L'auteur de ce texte est un Bourguignon connu sous le nom de Raoul Glaber (ou Rodulfus le Glabre ou le Chauve). Moine à 12 ans, d'une inconduite notoire, il va d'abbaye en abbaye jusqu'à la prestigieuse abbaye de Cluny, dans les années 1030-1040 (l'abbé en est Odilon, qui sera plus tard canonisé).

Doté d'un réel talent littéraire mais crédule et peu rigoureux, il écrit en latin, la langue universelle du Moyen Âge, une somme en cinq volumes intitulée Histoires qui retrace l'évolution de la chrétienté de l'an 900 à l'an 1044.

On peut y lire :
«La même année, la millième après la Passion du Seigneur, le troisième jour des calendes de juillet, un vendredi vingt-huitième jour de la lune, se produisit une éclipse ou obscurcissement du soleil, qui dura depuis la sixième heure de ce jour jusqu'à la huitième et fut vraiment terrible. Le soleil prit la couleur du saphir, et il portait à sa partie supérieure l'image de la lune à son premier quartier. Les hommes, en se regardant entre eux, se voyaient pâles comme des morts...».

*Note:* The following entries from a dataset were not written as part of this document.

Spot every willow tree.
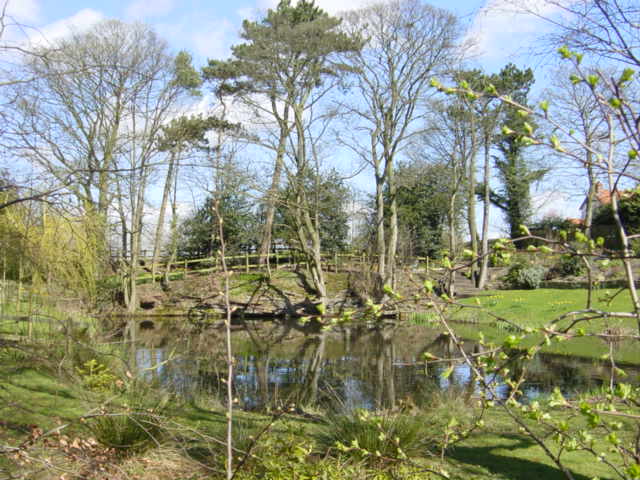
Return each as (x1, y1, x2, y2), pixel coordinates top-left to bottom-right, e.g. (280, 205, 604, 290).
(8, 21, 200, 311)
(339, 0, 460, 290)
(204, 0, 359, 308)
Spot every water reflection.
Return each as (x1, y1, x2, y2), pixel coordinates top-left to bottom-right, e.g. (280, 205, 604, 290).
(131, 318, 639, 411)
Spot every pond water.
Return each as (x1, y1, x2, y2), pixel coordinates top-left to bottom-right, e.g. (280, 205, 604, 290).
(127, 317, 640, 412)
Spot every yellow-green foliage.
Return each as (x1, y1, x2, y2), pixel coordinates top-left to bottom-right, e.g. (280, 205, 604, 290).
(76, 359, 118, 393)
(0, 201, 106, 303)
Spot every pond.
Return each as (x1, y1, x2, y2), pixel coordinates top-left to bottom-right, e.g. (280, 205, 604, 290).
(126, 317, 640, 412)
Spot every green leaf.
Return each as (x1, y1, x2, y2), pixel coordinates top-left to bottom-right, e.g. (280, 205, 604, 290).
(484, 83, 498, 96)
(629, 149, 638, 160)
(424, 280, 434, 294)
(619, 68, 634, 84)
(550, 134, 564, 152)
(614, 367, 628, 378)
(557, 45, 572, 59)
(587, 74, 599, 87)
(569, 74, 581, 85)
(503, 335, 521, 348)
(442, 365, 455, 379)
(608, 97, 622, 108)
(539, 100, 549, 113)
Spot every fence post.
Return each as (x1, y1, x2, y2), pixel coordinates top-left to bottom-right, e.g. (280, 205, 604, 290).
(184, 259, 188, 279)
(17, 258, 22, 314)
(275, 252, 279, 270)
(334, 252, 338, 272)
(245, 252, 249, 273)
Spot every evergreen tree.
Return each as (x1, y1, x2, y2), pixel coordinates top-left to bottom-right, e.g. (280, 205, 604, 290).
(489, 64, 548, 241)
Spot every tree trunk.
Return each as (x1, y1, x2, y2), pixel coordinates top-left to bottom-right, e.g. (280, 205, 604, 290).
(478, 139, 492, 289)
(375, 165, 386, 282)
(258, 100, 291, 265)
(447, 191, 457, 298)
(467, 150, 479, 286)
(386, 158, 398, 288)
(258, 146, 285, 264)
(584, 155, 597, 238)
(151, 149, 177, 282)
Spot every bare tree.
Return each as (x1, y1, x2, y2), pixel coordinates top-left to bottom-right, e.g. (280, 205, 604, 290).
(6, 20, 198, 311)
(421, 97, 477, 296)
(546, 67, 609, 237)
(339, 0, 460, 291)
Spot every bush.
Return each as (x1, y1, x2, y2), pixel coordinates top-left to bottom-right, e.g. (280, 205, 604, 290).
(88, 411, 165, 455)
(550, 254, 585, 278)
(503, 262, 547, 289)
(76, 359, 118, 393)
(317, 410, 427, 464)
(86, 387, 170, 455)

Sur la foi de ce passage et de quelques autres plus tardifs, les écrivains romantiques du XIXe siècle ont créé le mythe de la «Grande Peur de l'An Mil». Ils ont imaginé l'An Mil émaillé de calamités diverses et les chrétiens de cette époque dans l'attente de la fin du monde... Il est vrai que les rares clercs instruits de l'époque, tel Raoul Glaber, pouvaient trouver des motifs de crainte dans l'interprétation du chapitre XX de l'Apocalypse de Saint Jean (l'un des textes du Nouveau Testament) où il est dit que le diable serait lâché sur le monde mille années après la venue du Christ. Pour désigner cette peur fondée sur un chiffre rond : la millième année suivant la mort du Christ, autrement dit l'an 1033 selon le comput traditionnel, on a même inventé vers 1840 un mot nouveau : le millénarisme (de Millenium, qui désigne une très longue période de temps, pas forcément de 1000 ans).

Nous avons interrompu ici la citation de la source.